Wikileaks has gained notoriety in the past few weeks for leaking confidential journals regarding the war (that was supposed to be over by now) in Afghanistan. I moseyed on over and checked out the documents myself. Boring. I supposed I should have dug deeper, because nestled in the controversy was this gem of a story. One of my least favorite newspapers has the scoop.
Mortars, Guns, Machettes….egh, the insurgents just find them all too boring of tools for killing invasive American Geologists. Poison beer, now that’s fun! That’s right, apparently the Wikileak documents purport that the ISI (Afghan spy agency) and insurgents actually intended on using the method with regularity.
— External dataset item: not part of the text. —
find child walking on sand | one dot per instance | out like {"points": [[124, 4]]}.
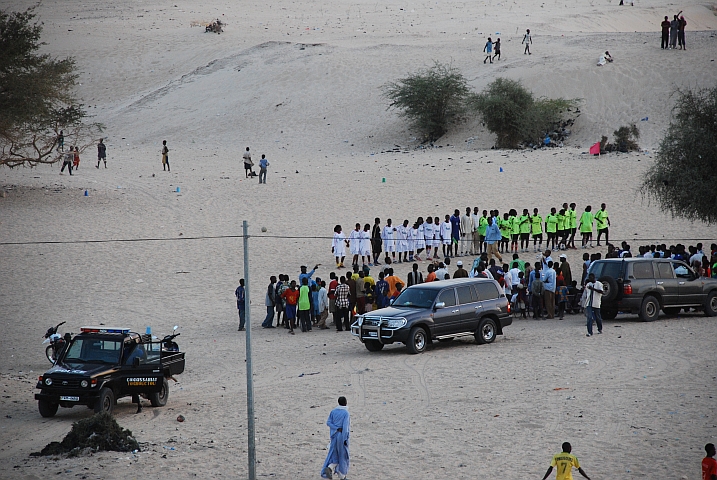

Americans do love them some beer, after all. And one American Geologists claims to have been a victim:
James Yeager, an American geologist who advised Afghanistan’s Ministry of Mines, tells the Monitor he returned to his residence in Kabul to find it had been burgled. The intruder took money from a drawer and left behind a bottle of Corona beer.
The Corona bottle sat on his counter for the next two weeks Yeager says, because Corona is one of his least favorite beers. He finally opened it during a going away party as the other drinks began to run low.
“I pulled it out and when I popped it there was no fizz and the cap was loose,” says Yeager. “Because this one didn’t have fizz you wonder if it went rancid or not, and I just kind of sniffed it and I went ‘Oh, that doesn’t smell like beer.’ ”
Yeager, a geochemist familiar with acids, realized it smelled like sulfuric acid – otherwise known as battery acid. He called a friend over who had the same reaction to the smell. Yeager poured the “beer” into the toilet and it foamed and fizzed, leaving “no question” in his mind it was sulfuric acid.
Interestingly, the plan seems to have fouled up a bit at the beer choice. Had it not been a disgusting Corona and perhaps a nice IPA, Yeager would have quaffed the beer without hesitating. Silly insurgents. They didn’t even leave a lime? Lucky for Yeager, his discriminating taste buds saved him from an esophagus full of Sulphuric Acid.
This puts a whole new spin on the term, “Alcohol Poisoning.”
In case anybody wonders, I will not be visiting Afghanistan any time soon.